3. Dreams revitalize your sense of hope, of possibility for life in the future beyond the dire challenges of the present. One of the many dangers during a crisis is that we become frozen in the present: Consumed by immediate threats and dangers, our waking minds have no room for anything but what is happening right now. In such situations, dreaming kindles the inner flames of hope and makes sure that we don’t forget our deepest capacities for creative change, adaptation, and new growth. These capacities may emerge, for example, in a simple dream of discovering a new room in a house, or in an unusually long and intense dream with complex symbolism that speaks not only to your personal situation but also to the collective experience of everyone at this moment (what C.G. Jung called “big dreams”; see Dreams, 1974). If you start keeping a journal, you will be ready when rare but powerful dreams like these come along to shed a more positive, hope-inspiring light on the world and your place within it.

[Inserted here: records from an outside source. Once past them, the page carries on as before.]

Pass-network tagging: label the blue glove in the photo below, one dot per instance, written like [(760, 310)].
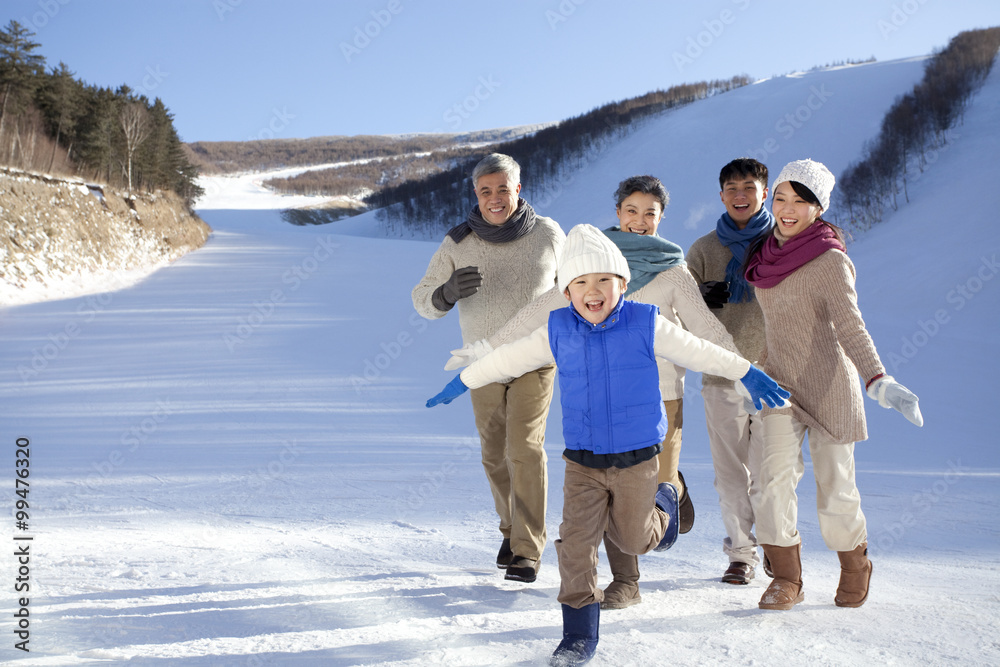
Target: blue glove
[(763, 388), (453, 390)]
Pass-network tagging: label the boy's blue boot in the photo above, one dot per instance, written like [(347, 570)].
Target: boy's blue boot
[(579, 636), (666, 500)]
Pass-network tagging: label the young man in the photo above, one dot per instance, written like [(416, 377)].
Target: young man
[(614, 421), (498, 260), (713, 259)]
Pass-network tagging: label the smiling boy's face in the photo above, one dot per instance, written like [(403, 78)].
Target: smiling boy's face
[(595, 295), (743, 197)]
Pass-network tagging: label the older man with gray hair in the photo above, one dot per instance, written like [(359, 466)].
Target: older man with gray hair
[(499, 259)]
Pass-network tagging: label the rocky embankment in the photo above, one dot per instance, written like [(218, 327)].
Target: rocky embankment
[(62, 237)]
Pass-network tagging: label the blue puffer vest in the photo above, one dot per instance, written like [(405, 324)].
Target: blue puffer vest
[(608, 381)]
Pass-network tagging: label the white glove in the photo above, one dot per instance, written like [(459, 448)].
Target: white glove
[(891, 394), (466, 354)]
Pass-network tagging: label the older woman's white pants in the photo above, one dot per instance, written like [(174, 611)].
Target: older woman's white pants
[(838, 501)]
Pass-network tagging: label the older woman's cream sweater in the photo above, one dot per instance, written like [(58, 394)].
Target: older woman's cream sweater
[(816, 346)]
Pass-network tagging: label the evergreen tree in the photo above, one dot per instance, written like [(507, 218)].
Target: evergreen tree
[(20, 71)]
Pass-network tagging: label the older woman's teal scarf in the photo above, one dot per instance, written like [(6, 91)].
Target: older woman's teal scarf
[(646, 255)]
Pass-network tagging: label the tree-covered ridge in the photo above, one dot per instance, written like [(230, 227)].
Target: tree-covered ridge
[(915, 128), (269, 154), (435, 201), (51, 121)]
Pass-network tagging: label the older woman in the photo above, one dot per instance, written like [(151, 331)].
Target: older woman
[(805, 285)]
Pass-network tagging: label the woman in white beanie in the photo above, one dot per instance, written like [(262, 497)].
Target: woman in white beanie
[(659, 277), (816, 345), (605, 348)]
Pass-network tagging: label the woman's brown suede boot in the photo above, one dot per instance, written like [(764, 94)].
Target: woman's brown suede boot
[(624, 590), (785, 590), (855, 575)]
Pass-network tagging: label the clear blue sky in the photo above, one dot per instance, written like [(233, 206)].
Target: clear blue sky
[(242, 69)]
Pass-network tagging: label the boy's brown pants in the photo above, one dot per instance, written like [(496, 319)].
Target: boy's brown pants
[(619, 501)]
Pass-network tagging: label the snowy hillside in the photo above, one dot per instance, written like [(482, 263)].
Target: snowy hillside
[(231, 464)]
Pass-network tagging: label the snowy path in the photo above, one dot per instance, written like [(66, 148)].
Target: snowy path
[(202, 505), (231, 464)]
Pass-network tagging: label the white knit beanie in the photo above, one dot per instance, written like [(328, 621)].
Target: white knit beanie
[(588, 250), (814, 175)]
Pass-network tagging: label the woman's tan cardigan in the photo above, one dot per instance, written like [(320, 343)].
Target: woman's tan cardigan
[(816, 346)]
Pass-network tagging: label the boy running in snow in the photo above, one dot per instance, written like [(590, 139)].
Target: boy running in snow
[(605, 348)]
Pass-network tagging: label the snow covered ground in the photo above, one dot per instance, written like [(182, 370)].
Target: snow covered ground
[(231, 462), (246, 191)]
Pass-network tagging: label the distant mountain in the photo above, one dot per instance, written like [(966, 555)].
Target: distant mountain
[(227, 157)]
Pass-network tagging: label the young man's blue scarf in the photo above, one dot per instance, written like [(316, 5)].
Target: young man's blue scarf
[(646, 255), (737, 240)]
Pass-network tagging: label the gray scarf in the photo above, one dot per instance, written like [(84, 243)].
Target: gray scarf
[(519, 224)]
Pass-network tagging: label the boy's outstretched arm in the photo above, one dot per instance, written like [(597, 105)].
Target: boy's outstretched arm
[(762, 388), (507, 361)]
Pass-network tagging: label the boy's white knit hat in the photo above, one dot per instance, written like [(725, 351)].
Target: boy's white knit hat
[(814, 175), (588, 250)]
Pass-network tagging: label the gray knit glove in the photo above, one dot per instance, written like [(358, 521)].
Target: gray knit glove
[(715, 293), (463, 283)]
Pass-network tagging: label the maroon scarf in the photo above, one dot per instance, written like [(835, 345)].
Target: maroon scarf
[(774, 263)]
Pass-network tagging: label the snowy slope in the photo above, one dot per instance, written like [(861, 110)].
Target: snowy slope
[(231, 464)]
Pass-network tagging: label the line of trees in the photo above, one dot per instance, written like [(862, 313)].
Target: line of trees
[(265, 154), (438, 201), (915, 128), (51, 121)]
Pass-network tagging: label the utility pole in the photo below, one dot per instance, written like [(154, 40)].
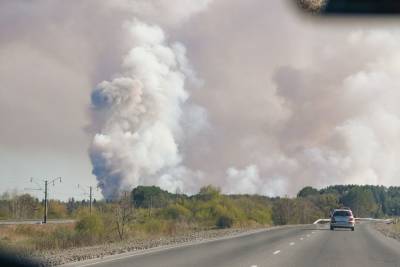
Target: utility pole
[(46, 193), (90, 200), (90, 194), (45, 202)]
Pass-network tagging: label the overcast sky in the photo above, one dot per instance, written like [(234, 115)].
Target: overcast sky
[(270, 101)]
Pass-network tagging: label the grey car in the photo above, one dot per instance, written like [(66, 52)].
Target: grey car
[(342, 218)]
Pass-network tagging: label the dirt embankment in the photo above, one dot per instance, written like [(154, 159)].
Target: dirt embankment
[(390, 230), (58, 257)]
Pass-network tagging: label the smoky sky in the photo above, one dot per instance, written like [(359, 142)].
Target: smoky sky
[(276, 100)]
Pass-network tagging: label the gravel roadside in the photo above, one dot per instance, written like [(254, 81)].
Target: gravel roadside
[(59, 257), (389, 230)]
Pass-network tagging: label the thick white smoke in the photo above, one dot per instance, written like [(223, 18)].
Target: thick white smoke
[(141, 111)]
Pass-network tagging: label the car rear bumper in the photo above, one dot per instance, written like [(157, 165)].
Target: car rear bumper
[(342, 225)]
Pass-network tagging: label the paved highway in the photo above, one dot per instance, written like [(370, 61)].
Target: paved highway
[(300, 246)]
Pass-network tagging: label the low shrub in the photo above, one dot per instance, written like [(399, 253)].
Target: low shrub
[(224, 221)]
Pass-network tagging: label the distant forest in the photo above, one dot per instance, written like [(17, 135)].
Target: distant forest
[(210, 208)]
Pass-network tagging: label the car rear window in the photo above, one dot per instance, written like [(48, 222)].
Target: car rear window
[(342, 213)]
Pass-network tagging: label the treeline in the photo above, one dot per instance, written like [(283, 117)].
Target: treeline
[(150, 211), (211, 208)]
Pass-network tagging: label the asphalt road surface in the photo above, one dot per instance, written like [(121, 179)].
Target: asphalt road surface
[(300, 246)]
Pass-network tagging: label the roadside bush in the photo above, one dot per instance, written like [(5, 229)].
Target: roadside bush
[(176, 212), (224, 221), (90, 227)]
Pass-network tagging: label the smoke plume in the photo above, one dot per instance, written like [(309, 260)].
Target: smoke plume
[(139, 112)]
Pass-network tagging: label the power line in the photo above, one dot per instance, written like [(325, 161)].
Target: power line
[(45, 191)]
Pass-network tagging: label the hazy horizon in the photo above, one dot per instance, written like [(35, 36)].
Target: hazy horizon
[(250, 96)]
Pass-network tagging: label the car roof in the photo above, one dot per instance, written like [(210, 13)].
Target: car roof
[(342, 210)]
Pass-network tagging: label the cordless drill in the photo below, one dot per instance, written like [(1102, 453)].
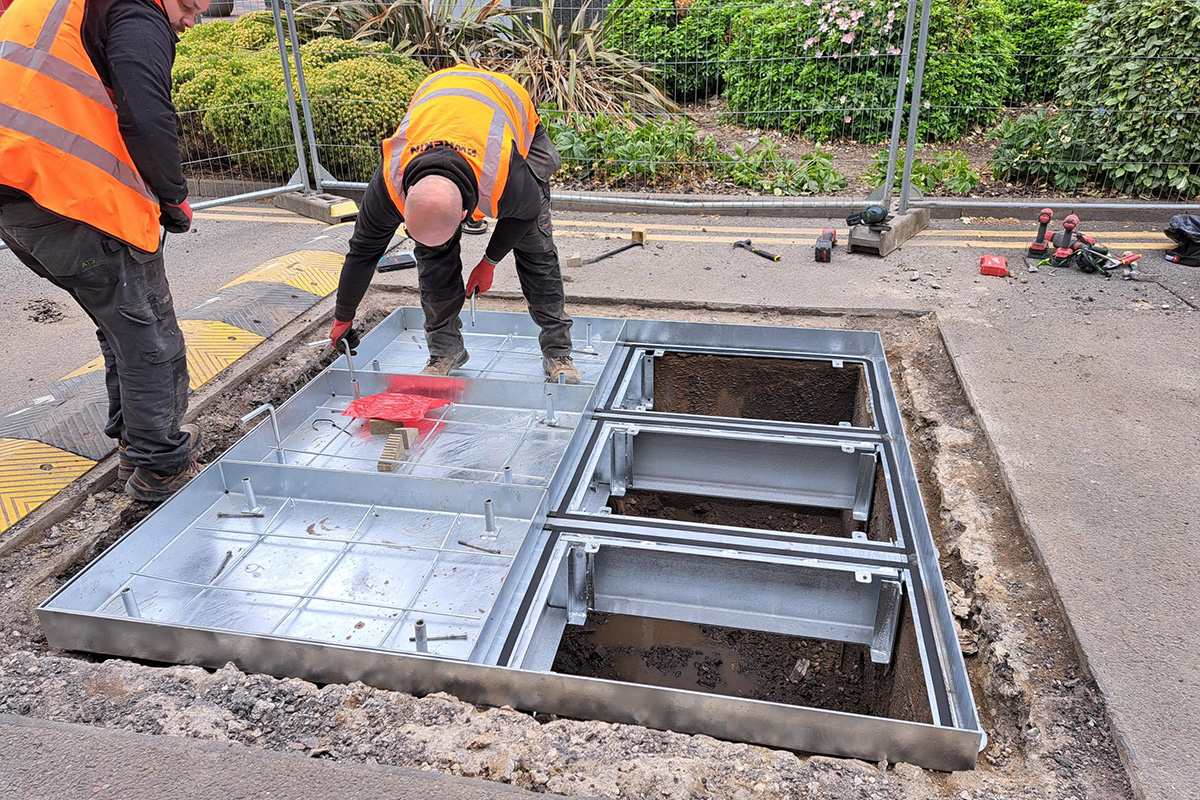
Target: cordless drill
[(1038, 247), (1067, 241), (826, 241)]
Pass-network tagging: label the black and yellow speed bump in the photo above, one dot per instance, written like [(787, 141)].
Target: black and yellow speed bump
[(57, 434)]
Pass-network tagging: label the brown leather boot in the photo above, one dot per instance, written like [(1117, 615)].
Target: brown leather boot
[(442, 365), (556, 366)]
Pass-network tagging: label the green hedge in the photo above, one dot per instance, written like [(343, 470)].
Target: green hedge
[(684, 41), (829, 71), (1041, 32), (229, 88), (1126, 119)]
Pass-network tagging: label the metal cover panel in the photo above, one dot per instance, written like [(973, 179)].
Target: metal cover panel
[(323, 566)]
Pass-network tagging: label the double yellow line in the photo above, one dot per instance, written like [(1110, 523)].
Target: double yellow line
[(723, 234)]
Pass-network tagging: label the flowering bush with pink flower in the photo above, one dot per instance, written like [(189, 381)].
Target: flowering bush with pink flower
[(829, 68)]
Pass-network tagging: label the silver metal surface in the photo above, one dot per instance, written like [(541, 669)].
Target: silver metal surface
[(294, 555)]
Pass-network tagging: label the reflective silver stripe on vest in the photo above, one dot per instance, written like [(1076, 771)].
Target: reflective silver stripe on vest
[(517, 102), (55, 68), (76, 145), (492, 155), (51, 26), (492, 162), (399, 143)]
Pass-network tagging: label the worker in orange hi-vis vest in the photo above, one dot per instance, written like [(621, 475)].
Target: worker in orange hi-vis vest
[(471, 146), (89, 172)]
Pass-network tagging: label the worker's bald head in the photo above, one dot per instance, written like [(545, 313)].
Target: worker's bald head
[(433, 210)]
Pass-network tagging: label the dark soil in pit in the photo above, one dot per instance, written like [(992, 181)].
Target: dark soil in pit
[(717, 660), (761, 389), (724, 511), (751, 665)]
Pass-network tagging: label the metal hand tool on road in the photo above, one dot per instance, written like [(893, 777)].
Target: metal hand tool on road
[(636, 239), (745, 245)]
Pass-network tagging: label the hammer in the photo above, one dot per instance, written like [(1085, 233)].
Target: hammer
[(637, 239), (745, 245)]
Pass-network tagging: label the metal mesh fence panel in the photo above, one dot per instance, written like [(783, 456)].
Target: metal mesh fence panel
[(1063, 104), (238, 118), (775, 100)]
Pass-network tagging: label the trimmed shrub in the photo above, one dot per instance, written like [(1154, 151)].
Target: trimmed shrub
[(671, 155), (684, 41), (831, 70), (357, 103), (1041, 32), (825, 71), (238, 98)]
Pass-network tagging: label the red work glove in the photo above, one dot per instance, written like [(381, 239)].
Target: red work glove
[(343, 331), (175, 218), (480, 280)]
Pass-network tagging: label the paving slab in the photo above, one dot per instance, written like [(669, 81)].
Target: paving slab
[(55, 761), (1096, 431)]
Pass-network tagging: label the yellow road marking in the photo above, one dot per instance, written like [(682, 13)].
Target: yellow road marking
[(309, 270), (247, 217), (808, 242), (211, 347), (30, 474), (249, 209)]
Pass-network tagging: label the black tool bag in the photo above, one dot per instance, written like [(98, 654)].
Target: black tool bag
[(1185, 232)]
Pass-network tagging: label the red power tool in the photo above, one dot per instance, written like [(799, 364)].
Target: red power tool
[(1039, 246), (826, 241)]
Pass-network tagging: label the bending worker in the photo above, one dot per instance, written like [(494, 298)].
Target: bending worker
[(469, 146), (89, 169)]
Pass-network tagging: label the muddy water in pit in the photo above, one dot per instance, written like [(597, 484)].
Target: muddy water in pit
[(731, 662)]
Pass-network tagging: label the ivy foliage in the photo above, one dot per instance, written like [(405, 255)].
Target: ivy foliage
[(1126, 119), (829, 68), (1041, 31), (684, 41)]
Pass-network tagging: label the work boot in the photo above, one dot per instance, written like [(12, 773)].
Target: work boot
[(561, 365), (124, 465), (148, 486), (443, 365)]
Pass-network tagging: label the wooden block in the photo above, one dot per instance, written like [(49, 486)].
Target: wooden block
[(393, 451), (382, 427), (409, 435)]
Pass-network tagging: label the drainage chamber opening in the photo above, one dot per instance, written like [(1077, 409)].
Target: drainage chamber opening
[(786, 390), (753, 665)]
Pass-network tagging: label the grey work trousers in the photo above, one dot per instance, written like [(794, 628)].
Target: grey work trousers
[(125, 293), (443, 294)]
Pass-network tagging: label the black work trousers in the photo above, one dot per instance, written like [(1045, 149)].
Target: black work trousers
[(125, 293), (443, 294)]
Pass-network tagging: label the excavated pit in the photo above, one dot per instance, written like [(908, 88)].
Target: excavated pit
[(753, 665), (784, 390)]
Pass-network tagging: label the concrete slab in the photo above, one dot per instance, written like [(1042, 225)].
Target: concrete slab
[(52, 761), (1095, 423)]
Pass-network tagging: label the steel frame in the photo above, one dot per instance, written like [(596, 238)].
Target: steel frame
[(293, 555)]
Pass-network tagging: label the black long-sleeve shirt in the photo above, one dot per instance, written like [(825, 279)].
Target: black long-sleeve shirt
[(132, 47), (378, 217)]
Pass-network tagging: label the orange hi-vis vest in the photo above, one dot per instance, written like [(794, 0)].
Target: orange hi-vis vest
[(59, 139), (478, 113)]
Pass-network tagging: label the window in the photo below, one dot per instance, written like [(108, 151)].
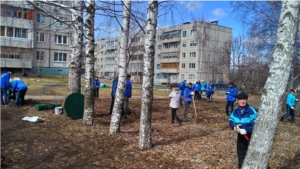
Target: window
[(193, 43), (59, 39), (59, 23), (40, 18), (60, 57), (191, 76), (182, 77), (192, 65), (39, 55), (40, 37), (192, 54), (157, 66), (193, 32)]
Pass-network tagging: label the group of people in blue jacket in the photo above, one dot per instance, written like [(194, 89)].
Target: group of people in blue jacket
[(17, 89)]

Here is an earlier post describing the basics of keeping a dream journal. It's really easy: Just place a notepad and pen, or your phone with a voice-to-text program, by your bedside when you go to sleep each night, and be ready when you wake up to record whatever was going through your mind.

Everyone responds to crises in different ways, of course, but right now your dreaming imagination is almost sure to be highly stimulated and very active. Why don’t you listen in and see what it’s saying?